Bu uyku hali tam anlamı ile medeniyet iddiasını kaybetmiş, kesin bir mağlubiyet ve yok oluş hali değildir. Çünkü tarih, kültür ve medeniyet öylesine uzun bir oluşum sürecidir ki ne oluşumunda ne hakimiyet dönemlerinde ve ne de uyku dönemlerine geçişte şapkadan tavşan çıkarırcasına anlık ve kesintili süreçler değildir. Tam tersine tarihin kesintisiz ve sürekliliği içinde oluşan süreçlerdir.

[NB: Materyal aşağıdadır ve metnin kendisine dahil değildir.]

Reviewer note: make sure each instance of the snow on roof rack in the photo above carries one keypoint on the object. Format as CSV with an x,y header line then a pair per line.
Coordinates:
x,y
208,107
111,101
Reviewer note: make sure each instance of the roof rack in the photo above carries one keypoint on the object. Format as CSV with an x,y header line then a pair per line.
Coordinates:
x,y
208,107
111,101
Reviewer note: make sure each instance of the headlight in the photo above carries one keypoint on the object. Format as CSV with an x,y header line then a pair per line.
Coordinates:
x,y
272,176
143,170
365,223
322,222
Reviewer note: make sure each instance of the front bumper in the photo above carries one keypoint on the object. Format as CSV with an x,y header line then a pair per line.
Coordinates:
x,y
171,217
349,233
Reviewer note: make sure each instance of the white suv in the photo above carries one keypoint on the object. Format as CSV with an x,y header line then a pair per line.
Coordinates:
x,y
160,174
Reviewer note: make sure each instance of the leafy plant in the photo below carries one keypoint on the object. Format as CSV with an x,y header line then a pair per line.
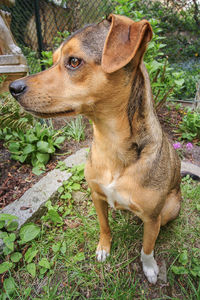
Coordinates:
x,y
75,129
190,126
164,79
47,59
186,265
12,115
61,36
35,146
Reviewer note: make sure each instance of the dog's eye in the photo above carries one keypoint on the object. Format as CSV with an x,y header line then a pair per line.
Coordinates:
x,y
74,62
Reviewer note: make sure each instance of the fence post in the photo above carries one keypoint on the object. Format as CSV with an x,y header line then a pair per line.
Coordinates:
x,y
39,31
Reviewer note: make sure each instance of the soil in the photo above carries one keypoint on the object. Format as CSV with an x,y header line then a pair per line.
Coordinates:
x,y
16,178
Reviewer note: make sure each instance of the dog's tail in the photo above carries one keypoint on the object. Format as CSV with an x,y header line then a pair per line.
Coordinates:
x,y
193,176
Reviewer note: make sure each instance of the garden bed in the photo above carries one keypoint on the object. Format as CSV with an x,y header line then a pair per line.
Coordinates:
x,y
16,178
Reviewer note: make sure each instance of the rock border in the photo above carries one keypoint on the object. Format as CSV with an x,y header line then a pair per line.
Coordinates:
x,y
32,204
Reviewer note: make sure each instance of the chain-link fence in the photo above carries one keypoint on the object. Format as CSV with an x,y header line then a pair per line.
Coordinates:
x,y
38,25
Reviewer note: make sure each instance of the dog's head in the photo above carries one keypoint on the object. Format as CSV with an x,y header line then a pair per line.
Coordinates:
x,y
88,67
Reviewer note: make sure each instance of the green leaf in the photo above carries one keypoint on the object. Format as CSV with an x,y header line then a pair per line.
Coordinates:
x,y
61,189
7,217
38,170
54,216
30,254
5,266
9,243
29,148
43,157
43,147
2,224
56,247
60,140
63,248
9,285
179,270
12,226
31,268
44,263
179,82
16,256
75,186
28,233
66,196
14,147
79,257
183,258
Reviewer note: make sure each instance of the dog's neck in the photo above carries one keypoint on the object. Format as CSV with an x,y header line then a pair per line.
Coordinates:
x,y
125,126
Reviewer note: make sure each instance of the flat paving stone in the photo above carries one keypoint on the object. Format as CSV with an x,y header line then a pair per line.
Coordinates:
x,y
31,204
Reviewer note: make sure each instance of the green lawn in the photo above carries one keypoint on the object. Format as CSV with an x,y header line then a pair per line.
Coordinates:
x,y
64,253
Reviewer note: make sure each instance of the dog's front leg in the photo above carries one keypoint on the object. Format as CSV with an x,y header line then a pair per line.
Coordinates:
x,y
103,248
151,231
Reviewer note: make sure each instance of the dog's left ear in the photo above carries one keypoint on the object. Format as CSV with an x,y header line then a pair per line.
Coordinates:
x,y
125,38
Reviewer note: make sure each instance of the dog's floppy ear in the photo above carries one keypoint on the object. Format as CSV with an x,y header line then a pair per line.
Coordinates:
x,y
125,38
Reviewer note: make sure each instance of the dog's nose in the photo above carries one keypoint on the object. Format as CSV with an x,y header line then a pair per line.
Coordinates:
x,y
17,88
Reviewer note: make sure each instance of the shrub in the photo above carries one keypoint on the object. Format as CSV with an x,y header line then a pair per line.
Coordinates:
x,y
35,146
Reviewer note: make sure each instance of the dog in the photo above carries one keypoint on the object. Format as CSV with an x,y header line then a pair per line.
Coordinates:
x,y
99,72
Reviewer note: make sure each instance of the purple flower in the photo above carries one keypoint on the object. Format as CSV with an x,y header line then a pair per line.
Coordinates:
x,y
189,146
177,145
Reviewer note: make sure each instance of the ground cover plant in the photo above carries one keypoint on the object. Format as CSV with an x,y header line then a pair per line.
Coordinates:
x,y
54,258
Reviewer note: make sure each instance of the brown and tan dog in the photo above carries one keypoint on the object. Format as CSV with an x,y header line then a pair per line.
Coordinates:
x,y
99,72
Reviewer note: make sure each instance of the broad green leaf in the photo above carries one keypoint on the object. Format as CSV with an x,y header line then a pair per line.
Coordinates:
x,y
31,268
16,256
79,257
75,186
183,258
37,170
44,263
5,266
56,247
30,254
12,226
13,147
7,217
43,146
2,224
9,285
9,243
61,189
43,157
63,248
54,216
179,82
179,270
28,149
60,140
28,233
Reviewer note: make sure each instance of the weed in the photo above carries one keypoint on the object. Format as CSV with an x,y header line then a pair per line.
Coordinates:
x,y
55,259
190,126
75,129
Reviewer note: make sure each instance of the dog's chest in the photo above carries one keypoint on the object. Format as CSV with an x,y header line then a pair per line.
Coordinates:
x,y
114,198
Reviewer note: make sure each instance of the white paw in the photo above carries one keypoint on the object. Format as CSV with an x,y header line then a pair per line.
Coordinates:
x,y
101,255
150,267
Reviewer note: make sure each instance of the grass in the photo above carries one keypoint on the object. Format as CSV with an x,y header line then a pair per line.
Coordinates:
x,y
69,243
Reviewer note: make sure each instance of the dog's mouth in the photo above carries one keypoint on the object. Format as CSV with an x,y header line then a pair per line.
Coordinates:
x,y
51,114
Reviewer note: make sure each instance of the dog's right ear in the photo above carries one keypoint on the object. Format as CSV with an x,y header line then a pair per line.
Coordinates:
x,y
124,41
57,54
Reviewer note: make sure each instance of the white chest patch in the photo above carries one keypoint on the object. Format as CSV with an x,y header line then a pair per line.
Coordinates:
x,y
113,197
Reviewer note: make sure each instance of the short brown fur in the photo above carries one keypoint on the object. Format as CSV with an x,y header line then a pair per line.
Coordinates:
x,y
112,88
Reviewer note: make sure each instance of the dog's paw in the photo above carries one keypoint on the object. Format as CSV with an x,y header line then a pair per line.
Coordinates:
x,y
101,255
150,267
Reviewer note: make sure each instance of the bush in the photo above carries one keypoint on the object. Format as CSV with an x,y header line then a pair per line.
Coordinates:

Sonuç olarak uyanış ve diriliş iddiasını ortaya koyarak meydan okuması da anlık dönemlerde yapılamayacağı; bir hazırlık, bir çile, bir gebelik dönemlerini ihata eden bir tecdit, bir ihya ve bir inşa dönemleri geçireceği gerçekliğini de ifade etmemiz gerekmektedir.
İslam medeniyeti ile Batı medeniyetinin halihazır durumunu ortaya koymak için hala güncelliğini koruyan İKİ TEZ üzerinde de durmak gerekmektedir.
Birincisi; Fukuyama’nın "Tarihin Sonu" tezi, ikincisi de Huntington’ın "Medeniyetler Çatışması" tezi. Bu iki tezin de Batı medeniyetinin çıkmaz sokakta olduğunu açıkça göstermektedir. İlki; Batı medeniyetinin, liberal demokrasi ve serbest piyasa ekonomisinin dünyanın geldiği en son nokta olduğunu ve Batı medeniyetinin asla alternatifinin olamayacağının absürt iddiasından başka bir şey değildi.
İkincisi; Batı blokunu teşkil eden başat güçlere hedef olarak kendilerine tek alternatif gördükleri İslam medeniyetinin nispeten canlı olduğu coğrafyalardaki ülkeleri göstererek, onların sahip oldukları kapasite ve imkanların tekraren yok edilmesi amacı doğrultusunda oluşturulan BOP ve BİP gibi projelerin, ABD ve İsrail’in Abraham Anlaşmaları'nı da yaparak körfez bölgesini etkisizleştirip bölgesel işgal ve yayılmacı operasyonlarından başka bir şey olmadığı ortaya çıkmış oldu.
Batının, ABD ve İsrail’in ortaklığında birlikte yaptıkları zulüm, işgal, sömürü ve soykırım projeleri ile insanlığın abad olamayacağı gerçekliği bir kez daha açık seçik ortaya konulmaktadır. Tarihin canlı gidişatı göstermiştir ki; ne Fukuyama’nın "Tarihin Sonu" tezi, ne de Huntington’ın "Medeniyetler Çatışması" tezi amacına ulaşabilmiştir. Tam tersine insanlık ailesi Batı medeniyetinin çürüdüğünü, tıkandığını ve insanlığın yegâne açmazı, yegâne buhranı olduğunu, beynelmilel Siyonizm’in zulüm ve sömürü politikalarını bizzat yaşayarak gördüğünü; yaşanılan bu büyük buhranın yeni ve yepyeni bir medeniyeti gerekli kıldığını tüm çığlıkları ile ortaya koymaktadır. İnsanlığın yükselen bu çığlıkları inşallah insanlığın yegâne kurtuluş alternatifi olan İslam Medeniyetini müjdelemektedir.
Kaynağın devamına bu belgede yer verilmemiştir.